Governadores convidados para debater PEC da Segurança:
– Eduardo Leite (PSDB) – Rio Grande do Sul
– Cláudio Castro (PL) – Rio de Janeiro
– Ronaldo Caiado (União) – Goiás
– Helder Barbalho (MDB) – Pará
– Jerônimo Rodrigues (PT) – Bahia
– Raquel Lyra (PSD) – Pernambuco
A PEC, elaborada pelo Ministério da Justiça, é a principal aposta do governo federal para combater o crime organizado, e foi entregue em abril aos presidentes da Câmara, Hugo Motta (Republicanos-PB), e do Senado, Davi Alcolumbre (União-AP), num evento no Palácio do Planalto. O texto propõe modificações em cinco artigos da Constituição e amplia o papel da União na formulação de diretrizes nacionais para a segurança pública.
A proposta amplia as atribuições da Polícia Rodoviária Federal (PRF) e da Polícia Federal (PF) para fortalecer o combate a facções criminosas, inclui na Constituição o Sistema Único de Segurança Pública (Susp) e os fundos nacionais de financiamento do setor, fixa as atribuições das guardas municipais e prevê a criação de corregedorias e ouvidorias dotadas de autonomia funcional.

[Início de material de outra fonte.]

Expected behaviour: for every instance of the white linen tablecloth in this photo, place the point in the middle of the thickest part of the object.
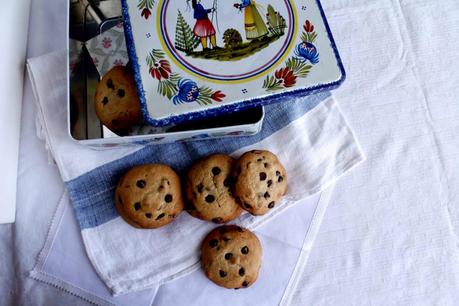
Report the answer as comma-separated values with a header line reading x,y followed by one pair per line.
x,y
390,233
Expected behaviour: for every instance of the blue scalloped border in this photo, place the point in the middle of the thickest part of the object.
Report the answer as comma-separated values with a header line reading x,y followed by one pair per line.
x,y
275,98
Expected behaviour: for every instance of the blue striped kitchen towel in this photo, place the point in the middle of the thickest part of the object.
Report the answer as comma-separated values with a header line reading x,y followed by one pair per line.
x,y
309,135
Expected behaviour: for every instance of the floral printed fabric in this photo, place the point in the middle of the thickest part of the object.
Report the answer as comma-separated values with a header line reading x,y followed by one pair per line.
x,y
108,49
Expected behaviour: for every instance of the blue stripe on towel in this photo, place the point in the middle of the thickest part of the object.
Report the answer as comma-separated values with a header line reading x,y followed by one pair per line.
x,y
92,193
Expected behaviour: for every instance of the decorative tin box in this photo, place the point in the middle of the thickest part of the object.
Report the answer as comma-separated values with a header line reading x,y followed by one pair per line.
x,y
196,58
96,43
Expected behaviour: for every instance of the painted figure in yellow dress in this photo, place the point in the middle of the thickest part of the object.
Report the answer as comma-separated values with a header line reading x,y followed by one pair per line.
x,y
255,26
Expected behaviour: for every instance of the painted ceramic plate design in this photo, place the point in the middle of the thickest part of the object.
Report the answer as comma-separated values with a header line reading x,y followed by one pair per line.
x,y
198,58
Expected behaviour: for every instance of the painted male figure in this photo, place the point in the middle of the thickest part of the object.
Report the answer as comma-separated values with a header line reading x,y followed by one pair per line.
x,y
255,27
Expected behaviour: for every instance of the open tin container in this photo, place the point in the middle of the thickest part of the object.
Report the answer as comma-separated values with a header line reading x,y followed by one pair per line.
x,y
94,25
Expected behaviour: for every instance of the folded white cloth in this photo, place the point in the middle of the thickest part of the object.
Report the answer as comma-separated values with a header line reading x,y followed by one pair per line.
x,y
314,142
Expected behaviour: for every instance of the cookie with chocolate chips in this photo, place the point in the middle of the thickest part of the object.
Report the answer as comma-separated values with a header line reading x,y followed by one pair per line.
x,y
117,103
260,181
231,257
149,196
208,190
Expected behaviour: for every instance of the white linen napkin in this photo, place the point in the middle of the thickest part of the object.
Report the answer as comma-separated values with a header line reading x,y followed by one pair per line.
x,y
316,147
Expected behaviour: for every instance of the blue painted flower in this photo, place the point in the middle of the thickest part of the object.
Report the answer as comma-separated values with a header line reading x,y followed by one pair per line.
x,y
308,52
188,91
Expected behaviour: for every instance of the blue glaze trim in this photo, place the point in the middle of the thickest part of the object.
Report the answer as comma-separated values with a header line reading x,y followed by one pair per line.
x,y
134,60
275,98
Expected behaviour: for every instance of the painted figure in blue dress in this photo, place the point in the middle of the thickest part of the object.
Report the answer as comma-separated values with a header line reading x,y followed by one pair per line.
x,y
204,28
255,27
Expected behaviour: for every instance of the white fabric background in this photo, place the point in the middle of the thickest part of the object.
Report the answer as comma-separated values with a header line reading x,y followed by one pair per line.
x,y
389,235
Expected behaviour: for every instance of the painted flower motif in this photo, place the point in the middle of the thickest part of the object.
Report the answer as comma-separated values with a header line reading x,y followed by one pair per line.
x,y
307,52
161,69
287,77
146,13
107,42
188,91
308,27
218,96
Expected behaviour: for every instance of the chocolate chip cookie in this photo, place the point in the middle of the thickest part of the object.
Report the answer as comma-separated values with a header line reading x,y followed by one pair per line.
x,y
231,257
260,181
117,103
149,196
208,190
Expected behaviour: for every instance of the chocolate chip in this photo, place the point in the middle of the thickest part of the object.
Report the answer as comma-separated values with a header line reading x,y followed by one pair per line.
x,y
216,170
217,220
262,176
168,198
141,184
213,243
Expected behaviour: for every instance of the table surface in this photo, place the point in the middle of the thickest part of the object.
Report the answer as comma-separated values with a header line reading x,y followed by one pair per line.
x,y
389,236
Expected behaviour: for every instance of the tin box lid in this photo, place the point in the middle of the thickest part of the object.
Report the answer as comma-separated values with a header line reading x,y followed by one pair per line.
x,y
198,58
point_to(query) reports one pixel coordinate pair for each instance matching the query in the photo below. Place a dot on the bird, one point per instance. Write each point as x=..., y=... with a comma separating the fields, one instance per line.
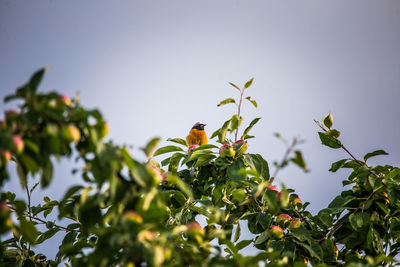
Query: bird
x=197, y=135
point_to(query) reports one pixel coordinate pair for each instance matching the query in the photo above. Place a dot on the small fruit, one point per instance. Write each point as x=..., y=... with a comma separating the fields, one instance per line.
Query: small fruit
x=283, y=218
x=132, y=216
x=296, y=201
x=240, y=147
x=194, y=228
x=191, y=147
x=71, y=133
x=276, y=232
x=272, y=187
x=294, y=223
x=226, y=151
x=18, y=143
x=66, y=100
x=6, y=156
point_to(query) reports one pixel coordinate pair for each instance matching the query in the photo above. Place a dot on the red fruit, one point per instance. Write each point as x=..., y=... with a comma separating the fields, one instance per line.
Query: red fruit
x=283, y=218
x=240, y=147
x=226, y=151
x=65, y=99
x=132, y=216
x=194, y=228
x=18, y=143
x=276, y=232
x=272, y=187
x=294, y=223
x=191, y=147
x=71, y=133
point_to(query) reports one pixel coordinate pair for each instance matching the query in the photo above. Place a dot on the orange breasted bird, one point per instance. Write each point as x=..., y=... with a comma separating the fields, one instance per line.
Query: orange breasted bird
x=197, y=135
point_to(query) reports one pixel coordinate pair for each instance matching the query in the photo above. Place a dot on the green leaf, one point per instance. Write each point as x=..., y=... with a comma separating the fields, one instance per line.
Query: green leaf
x=46, y=235
x=174, y=161
x=375, y=153
x=261, y=238
x=36, y=79
x=28, y=230
x=252, y=101
x=167, y=149
x=299, y=160
x=359, y=220
x=151, y=145
x=248, y=84
x=242, y=244
x=234, y=85
x=178, y=141
x=252, y=123
x=337, y=165
x=256, y=162
x=235, y=122
x=330, y=141
x=47, y=174
x=226, y=101
x=328, y=120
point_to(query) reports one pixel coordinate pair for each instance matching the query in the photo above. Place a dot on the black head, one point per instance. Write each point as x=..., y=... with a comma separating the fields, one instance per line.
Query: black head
x=199, y=126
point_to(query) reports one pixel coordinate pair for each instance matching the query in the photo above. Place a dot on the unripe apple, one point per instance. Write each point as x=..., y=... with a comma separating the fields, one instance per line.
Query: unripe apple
x=283, y=218
x=240, y=147
x=226, y=151
x=272, y=187
x=132, y=216
x=18, y=144
x=191, y=147
x=66, y=100
x=276, y=232
x=294, y=223
x=6, y=156
x=71, y=133
x=194, y=228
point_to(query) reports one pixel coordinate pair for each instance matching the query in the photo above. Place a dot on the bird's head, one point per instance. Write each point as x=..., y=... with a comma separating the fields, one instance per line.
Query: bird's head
x=199, y=126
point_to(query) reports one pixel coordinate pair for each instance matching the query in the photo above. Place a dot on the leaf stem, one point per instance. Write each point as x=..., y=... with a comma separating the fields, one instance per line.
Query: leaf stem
x=239, y=106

Durante a cerimônia de apresentação da proposta, o ministro Lewandowski destacou que houve um amplo debate sobre o tema e que se chegou a um “texto de consenso”.
A proposta tem recebido críticas de governadores e de integrantes da chamada bancada da bala. Os opositores argumentam que ela concentra excessivamente o poder na esfera federal, o que poderia permitir interferências nas políticas de segurança pública conduzidas pelos Estados.
Caso seja aprovada pela CCJ, a PEC ainda passará por uma comissão especial antes de seguir para o plenário da Câmara, onde precisará ser aprovada em dois turnos. Se obtiver sucesso nessa etapa, o texto seguirá para apreciação no Senado.